Brick Brings Class, Style To Downtowns And Neighbourhoods Alike

Peter Chiodo, founder and president of The Robert Simpson Brewing Company in downtown Barrie, Ont., looked to his city's historic buildings when he started planning the renovation of his new microbrewery.

The older brick buildings found in the city inspired him to use brick in the renovation of his formerly wood slat building, situated in the waterfront area of Barrie's downtown. "I think brick looks better than any other siding because architecturally it's more picturesque," Chiodio said. "It's also unconventional, it seems like not as many people use it these days."

Many building owners, developers and architects who turn to brick cladding today no longer cite durability alone as a reason behind their choice. Brick is increasingly a design choice intended to project beauty, originality and warmth. In the 19th century, many cities mandated brick for downtown buildings due to its fire-resistant qualities. Changes in styles during the 20th century saw many brick facades covered with stucco, wood or metal, although the brick remains as a structural element.

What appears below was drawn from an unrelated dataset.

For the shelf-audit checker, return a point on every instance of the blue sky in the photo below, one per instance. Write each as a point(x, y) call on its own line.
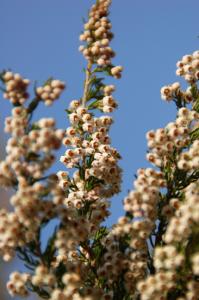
point(40, 39)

"There was a desire to do something different and the result has been to break up the visual cohesion of downtowns," said Edward Allen, architect, author and former professor at Massachusetts Institute of Technology. Barrington's, an outer wear store in Oakville, Ont., uncovered brick in its more than century-old building to create a sense of elegance on the inside.
"Our whole concept was rustic warm, so I wanted that warmth that brick gives," said Paul Barrington, owner of Barrington's. "The brick we exposed in our store complemented the wide plank hardwood floor, Persian carpets and chandeliers we use in our decor."

Brick brings the same feeling of warmth to a downtown's exterior, Allen said. "An entirely brick downtown creates a sense of harmony," he said. "Brick work is so flexible. Masons can do a lot with ornamentation, so each building has an individual style."

Chiodo followed that principle during his brewery renovation. Masons created a checkerboard border across the second floor facade, incorporating light brown brick accents into the deep red brick exterior. The effect creates visual cohesion for the building, but allows it to harmonize with surrounding structures.

The renovation earned a 2006 Masonry Masterpiece award from MasonryWorx, a masonry industry association, for design innovations that contributed to sustainable development. A buildings' relationship to its surrounding structures or neighbourhood was priority No. 1 for architect Yvan Deschenes, who led the 2004-2005 renovation of the Caisse Populaire building in Ste-Marie, Que. Since the building is located off Main Street and in a historic district, Deschenes and the bank's director were acutely aware of the need to upgrade the building's circa 1970s cement slab exterior.

"I chose an orange brick because it is a warm colour that provides variation to the many red brick buildings in Quebec," Deschenes said. "The brick gives a feeling of a historic building and we know that 100 years from now this building will still look good."

With exterior lighting that showcases the brick's colour and texture, the building won a Prix Lumiere 2006 award from the Montreal chapter of the Illuminating Engineering Society of North America.

Deschenes hopes to continue to shed light on the beauty and versatility of brick.
"For me the attraction of brick has never waned," he said. "It has enduring qualities that defy trends."